Recover gitlab repositories from an hacked machine
Some weeks ago I was tasked to recover a series of git repositories from a gitlab private box that was hacked. This gitlab instance was of a former startup that was acquired by my current company, and honestly completing this task required a lot of research (and 10-15 lines of code).
But let's start from the beginning:
The hack
The box was hosted on a DigitalOcean droplet. It was a Ubuntu 14.10 server; this, together with the ancient version of the softwares that were running on the machine, helped the hackers to take possession of the box and use it as a zombie in their botnet.
Digitalocean disconnected this box in November, 21, 2021 stating that the machine had sent 2 million packets towards an host. I could still access the box using the recovery console but I couldn't ping it from outside nor ping anything from the inside.

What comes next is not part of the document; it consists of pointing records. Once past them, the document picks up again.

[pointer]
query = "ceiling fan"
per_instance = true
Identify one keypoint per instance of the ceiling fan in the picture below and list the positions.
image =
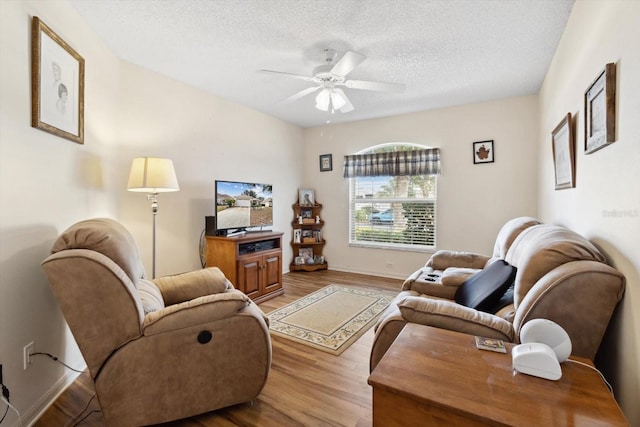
(330, 76)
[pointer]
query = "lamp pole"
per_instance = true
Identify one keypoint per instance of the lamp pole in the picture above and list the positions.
(153, 197)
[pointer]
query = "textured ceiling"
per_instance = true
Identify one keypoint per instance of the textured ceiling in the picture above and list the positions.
(447, 52)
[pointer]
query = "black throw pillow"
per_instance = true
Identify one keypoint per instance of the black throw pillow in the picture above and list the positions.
(484, 289)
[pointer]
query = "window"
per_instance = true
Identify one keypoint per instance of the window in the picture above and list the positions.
(393, 196)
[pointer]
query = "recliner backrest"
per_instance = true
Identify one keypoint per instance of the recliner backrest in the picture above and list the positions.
(509, 232)
(90, 272)
(541, 248)
(108, 237)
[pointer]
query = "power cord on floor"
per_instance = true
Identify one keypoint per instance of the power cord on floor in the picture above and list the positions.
(5, 399)
(39, 353)
(595, 369)
(73, 421)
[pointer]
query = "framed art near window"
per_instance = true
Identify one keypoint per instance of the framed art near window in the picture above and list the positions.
(563, 154)
(600, 111)
(57, 84)
(326, 163)
(483, 152)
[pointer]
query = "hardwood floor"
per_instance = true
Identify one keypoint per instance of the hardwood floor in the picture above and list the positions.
(306, 387)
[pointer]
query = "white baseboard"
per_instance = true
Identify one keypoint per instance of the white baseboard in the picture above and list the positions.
(35, 412)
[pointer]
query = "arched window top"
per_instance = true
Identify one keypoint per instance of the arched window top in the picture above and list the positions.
(393, 159)
(393, 146)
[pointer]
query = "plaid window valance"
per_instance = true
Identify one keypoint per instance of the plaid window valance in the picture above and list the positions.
(395, 163)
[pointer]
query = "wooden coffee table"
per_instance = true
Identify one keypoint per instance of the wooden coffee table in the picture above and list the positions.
(432, 376)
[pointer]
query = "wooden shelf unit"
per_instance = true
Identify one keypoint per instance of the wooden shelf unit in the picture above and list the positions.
(309, 213)
(252, 262)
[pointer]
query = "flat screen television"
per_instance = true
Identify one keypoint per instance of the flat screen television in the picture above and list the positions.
(243, 206)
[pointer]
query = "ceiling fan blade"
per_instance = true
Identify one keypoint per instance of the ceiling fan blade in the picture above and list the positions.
(377, 86)
(299, 95)
(348, 106)
(295, 76)
(347, 63)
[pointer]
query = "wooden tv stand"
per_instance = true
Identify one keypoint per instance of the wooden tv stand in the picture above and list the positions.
(252, 262)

It seems that nobody received the notification and nobody reacted to this. 'Til I was put in charge of recovering the box!
Gitlab what?
Gitlab, for the few that do not know what it is, it's a git repository manager. It's a Github competitor, but it has a significant advantage: it's open source, it can be downloaded on a machine and run privately. You can host your company code in total security, until the box gets hacked ;)
The user experience is very very similar, probably the thing that changes the most is that PRs (Pull Requests) are called MRs (Merge Requests), and that's it. Seriously :)
Deciding what to recover
First, we had to discuss what exactly was our plan.

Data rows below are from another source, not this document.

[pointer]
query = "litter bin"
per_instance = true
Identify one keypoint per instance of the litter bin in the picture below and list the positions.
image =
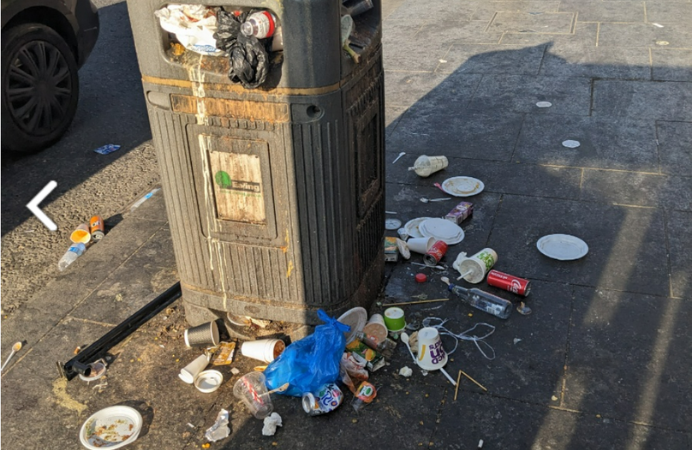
(275, 195)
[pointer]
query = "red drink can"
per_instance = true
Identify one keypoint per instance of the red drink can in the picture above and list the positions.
(435, 253)
(509, 282)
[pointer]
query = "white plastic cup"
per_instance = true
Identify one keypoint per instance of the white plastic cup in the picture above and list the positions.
(427, 165)
(190, 372)
(475, 268)
(431, 354)
(265, 350)
(420, 245)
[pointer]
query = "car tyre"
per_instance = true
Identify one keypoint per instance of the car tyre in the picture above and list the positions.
(40, 87)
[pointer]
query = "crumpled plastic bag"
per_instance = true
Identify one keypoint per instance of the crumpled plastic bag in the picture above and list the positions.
(193, 25)
(312, 362)
(270, 423)
(248, 55)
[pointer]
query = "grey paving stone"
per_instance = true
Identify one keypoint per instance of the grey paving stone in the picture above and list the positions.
(148, 273)
(478, 136)
(673, 12)
(492, 59)
(486, 10)
(634, 370)
(644, 35)
(605, 143)
(527, 426)
(528, 22)
(680, 241)
(672, 65)
(675, 147)
(626, 245)
(599, 11)
(406, 88)
(597, 62)
(628, 188)
(641, 99)
(500, 177)
(521, 92)
(584, 36)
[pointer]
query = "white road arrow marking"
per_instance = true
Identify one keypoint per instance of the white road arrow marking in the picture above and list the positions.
(33, 205)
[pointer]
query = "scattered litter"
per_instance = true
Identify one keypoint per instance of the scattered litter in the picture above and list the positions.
(271, 422)
(523, 309)
(427, 165)
(562, 247)
(462, 186)
(220, 429)
(107, 149)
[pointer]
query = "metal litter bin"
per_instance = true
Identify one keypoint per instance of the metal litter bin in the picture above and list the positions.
(275, 195)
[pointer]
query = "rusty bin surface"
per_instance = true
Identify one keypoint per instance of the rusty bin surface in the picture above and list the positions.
(275, 195)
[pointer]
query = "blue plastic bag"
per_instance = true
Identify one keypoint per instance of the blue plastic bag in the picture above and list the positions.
(312, 362)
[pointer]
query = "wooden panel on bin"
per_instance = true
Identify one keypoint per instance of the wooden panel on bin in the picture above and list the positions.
(237, 180)
(220, 107)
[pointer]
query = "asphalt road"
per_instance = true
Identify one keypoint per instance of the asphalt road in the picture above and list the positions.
(111, 111)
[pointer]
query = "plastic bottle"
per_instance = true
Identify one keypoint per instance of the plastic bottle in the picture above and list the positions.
(74, 252)
(260, 24)
(427, 165)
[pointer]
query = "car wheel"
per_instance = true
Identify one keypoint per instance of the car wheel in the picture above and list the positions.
(40, 87)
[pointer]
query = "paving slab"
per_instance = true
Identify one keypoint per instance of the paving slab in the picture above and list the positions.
(675, 147)
(531, 22)
(672, 65)
(605, 143)
(599, 11)
(520, 93)
(641, 99)
(679, 229)
(628, 188)
(492, 59)
(500, 177)
(644, 35)
(469, 135)
(486, 10)
(651, 337)
(627, 248)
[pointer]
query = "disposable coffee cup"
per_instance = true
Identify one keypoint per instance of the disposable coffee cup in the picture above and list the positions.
(475, 268)
(265, 350)
(394, 319)
(431, 354)
(189, 373)
(205, 335)
(81, 234)
(420, 245)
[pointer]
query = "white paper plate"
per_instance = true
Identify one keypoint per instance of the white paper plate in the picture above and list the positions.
(442, 230)
(412, 227)
(463, 186)
(111, 428)
(562, 247)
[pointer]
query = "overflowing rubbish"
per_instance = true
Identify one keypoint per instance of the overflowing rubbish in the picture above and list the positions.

- recover the whole machine: this means that we would put remove the malware, inform digitalocean that the machine could be reconnected to the network, and prey that we did our job. Turns out this is one of the most difficult things one can do; hackers know their sh*t and do this for living, while I am just a simple webdev.
- Detach the disk from the droplet, create a new droplet and attach the disk to it: Again, in this scenario we would try to recover the whole instance, but in practice it's very hard to recover a gitlab instance this way.
- Create a gitlab backup, then create a new machine, import the backup and restart over: there are official procedures on line to do this, so it shouldn't be that complicated. However, at my first attempt to get a backup it took more than 2hrs and it didn't even complete, so in the end I decided to stop that.
- just recover the git repositories and don't care about all the rest (pull requests, comments, users, stars, thumbs up, etc etc).
We went for the last option.
So where are Gitlab repositories?
All gitlab options are in /etc/gitlab/gitlab.rb file, and the default location for the git repositories is in the folder /var/opt/gitlab/git-data/repositories.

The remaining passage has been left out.